Chief Medical Education Officer & Board Chairman, SchoolMe Assistant Dean for Simulation in Medical Education, Vanderbilt University Medical Center Director, Center for Experiential Learning and Assessment (CELA) Professor of Medicine and Professor of Mechanical Engineering, Vanderbilt University Director, Science and Technology of Robotics in Medicine (STORM) Lab USA
ORCID: 0000-0001-8654-7290 • LinkedIn • STORM Lab • Vanderbilt Profile
Bio
Keith Obstein is a gastroenterologist, medical device inventor, and medical education scientist who sits at the rare intersection of clinical medicine, mechanical engineering, and adult learning theory. He was recruited to Vanderbilt in 2010 to develop an endoscopic technologies program and now holds primary appointments in both Medicine and Mechanical Engineering.
As Director of the STORM Lab, Keith leads one of the world’s premier programs in robotic and magnetic endoscopy. His team developed the magnetic flexible endoscope — a first-in-human technology for performing colonoscopy without traditional insertion, designed to make the procedure more acceptable, accessible, and safer for patients, especially those with inflammatory bowel disease.
As Director of CELA and Assistant Dean for Simulation in Medical Education, Keith oversees Vanderbilt’s enterprise simulation infrastructure — the operational backbone for trauma-related educational programs including ATLS, ASSET, and multidisciplinary acute care, surgical, and trauma courses across the health system.
Entrepreneurial & Innovation Track Record
- Co-Founder, Board Chairman & Chief Medical Education Officer, SchoolMe — AI-enabled, competency-based educational platform that applies ACGME milestone frameworks to identify and close learner gaps across cognitive, technical, and professional domains.
- Magnetic Flexible Endoscope — First-in-human clinical trial completed 2025. (Obstein et al, Am J Gastroenterol, 2025)
- Innovator of the Year Award, Vanderbilt University Medical Center (2023)
- Medica KUKA Innovation Award (2019)
- Overall Winner & Best Application Prize, Surgical Robot Challenge, Hamlyn Symposium (2016)
Research Program
Keith’s research spans robotic and advanced endoscopy, medical device development, simulation-based training, AI-enabled education, and healthcare quality improvement. He is Principal Investigator on an NIH R01 focused on magnetic endoscopy for patients with inflammatory bowel disease.
He leads the gastroenterology component of the Vanderbilt Institute for Surgery and Engineering (VISE).
Selected Publications
- Obstein KL, Landewee CA, Martin J, et al. The Magnetic Flexible Endoscope: Phase 1 First-in-Human Clinical Trial. Am J Gastroenterol. 2025.
- Mamunes AP, Campisano F, Martin J, Scaglioni B, Mazomenos E, Valdastri P, Obstein KL. Magnetic flexible endoscope for colonoscopy: an initial learning curve analysis.

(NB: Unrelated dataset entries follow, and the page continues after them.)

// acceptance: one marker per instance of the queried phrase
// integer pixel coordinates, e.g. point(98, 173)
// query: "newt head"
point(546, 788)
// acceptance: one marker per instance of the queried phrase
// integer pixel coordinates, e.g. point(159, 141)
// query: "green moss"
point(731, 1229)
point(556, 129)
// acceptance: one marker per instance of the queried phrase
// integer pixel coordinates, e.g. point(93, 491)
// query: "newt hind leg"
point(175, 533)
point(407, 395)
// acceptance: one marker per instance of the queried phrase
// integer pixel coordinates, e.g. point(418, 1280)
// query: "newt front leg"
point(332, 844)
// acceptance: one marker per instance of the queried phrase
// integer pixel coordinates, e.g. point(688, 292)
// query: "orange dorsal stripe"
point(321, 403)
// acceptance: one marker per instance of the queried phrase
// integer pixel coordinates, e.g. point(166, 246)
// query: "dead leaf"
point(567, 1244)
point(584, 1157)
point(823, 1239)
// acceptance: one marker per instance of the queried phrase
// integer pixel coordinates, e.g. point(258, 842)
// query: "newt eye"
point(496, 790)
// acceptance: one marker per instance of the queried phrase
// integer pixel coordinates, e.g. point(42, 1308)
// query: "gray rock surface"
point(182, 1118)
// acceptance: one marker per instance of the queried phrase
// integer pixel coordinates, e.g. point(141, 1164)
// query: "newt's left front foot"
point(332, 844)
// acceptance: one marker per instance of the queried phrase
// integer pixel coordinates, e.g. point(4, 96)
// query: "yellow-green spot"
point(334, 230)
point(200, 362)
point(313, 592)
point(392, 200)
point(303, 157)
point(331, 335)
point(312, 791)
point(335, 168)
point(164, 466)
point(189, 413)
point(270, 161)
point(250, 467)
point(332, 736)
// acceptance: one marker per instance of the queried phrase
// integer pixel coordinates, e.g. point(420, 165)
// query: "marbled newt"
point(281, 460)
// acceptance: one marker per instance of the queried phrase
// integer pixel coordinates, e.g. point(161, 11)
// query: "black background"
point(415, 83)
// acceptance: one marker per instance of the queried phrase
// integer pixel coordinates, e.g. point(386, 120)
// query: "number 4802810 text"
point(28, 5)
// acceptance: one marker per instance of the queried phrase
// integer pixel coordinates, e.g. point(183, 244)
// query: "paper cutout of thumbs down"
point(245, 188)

Endosc Int Open. 2021.
- Shah BJ, Onken JE, Edgar L, et al (incl. Obstein KL). Development of Gastroenterology and Transplant Hepatology Milestones 2.0. Gastroenterology. 2021.
- Obstein KL, et al. Evaluation of colonoscopy technical skill levels by use of an objective kinematic-based system. Gastrointest Endosc. 2011.
Full list on PubMed.
National Leadership
- Chair, Gastroenterology Training Exam Committee, American Gastroenterological Association (AGA)
- Education Council, American Society for Gastrointestinal Endoscopy (ASGE)
- Fellow, AGA, American College of Gastroenterology (ACG), and ASGE
Academic Credentials
- MPH — Harvard School of Public Health (Clinical Effectiveness), 2010
- Fellowship, Gastroenterology — Brigham and Women’s Hospital, 2010
- Residency, Internal Medicine — Hospital of the University of Pennsylvania, 2007
- MD — Northwestern University Feinberg School of Medicine, 2004
- BS, Biomedical Engineering — Johns Hopkins University, 2000
Board Certification
- Gastroenterology, American Board of Internal Medicine (2011 – present)
Role in the KEV.AI Lab
Keith leads the lab’s work on competency-based AI educational frameworks — mapping learner performance to ACGME milestone domains, designing adaptive curriculum pipelines, and building AI-enabled structured coaching and debriefing systems. His combined expertise in medical education science, robotics, and assessment is foundational to the lab’s AI-for-education research program.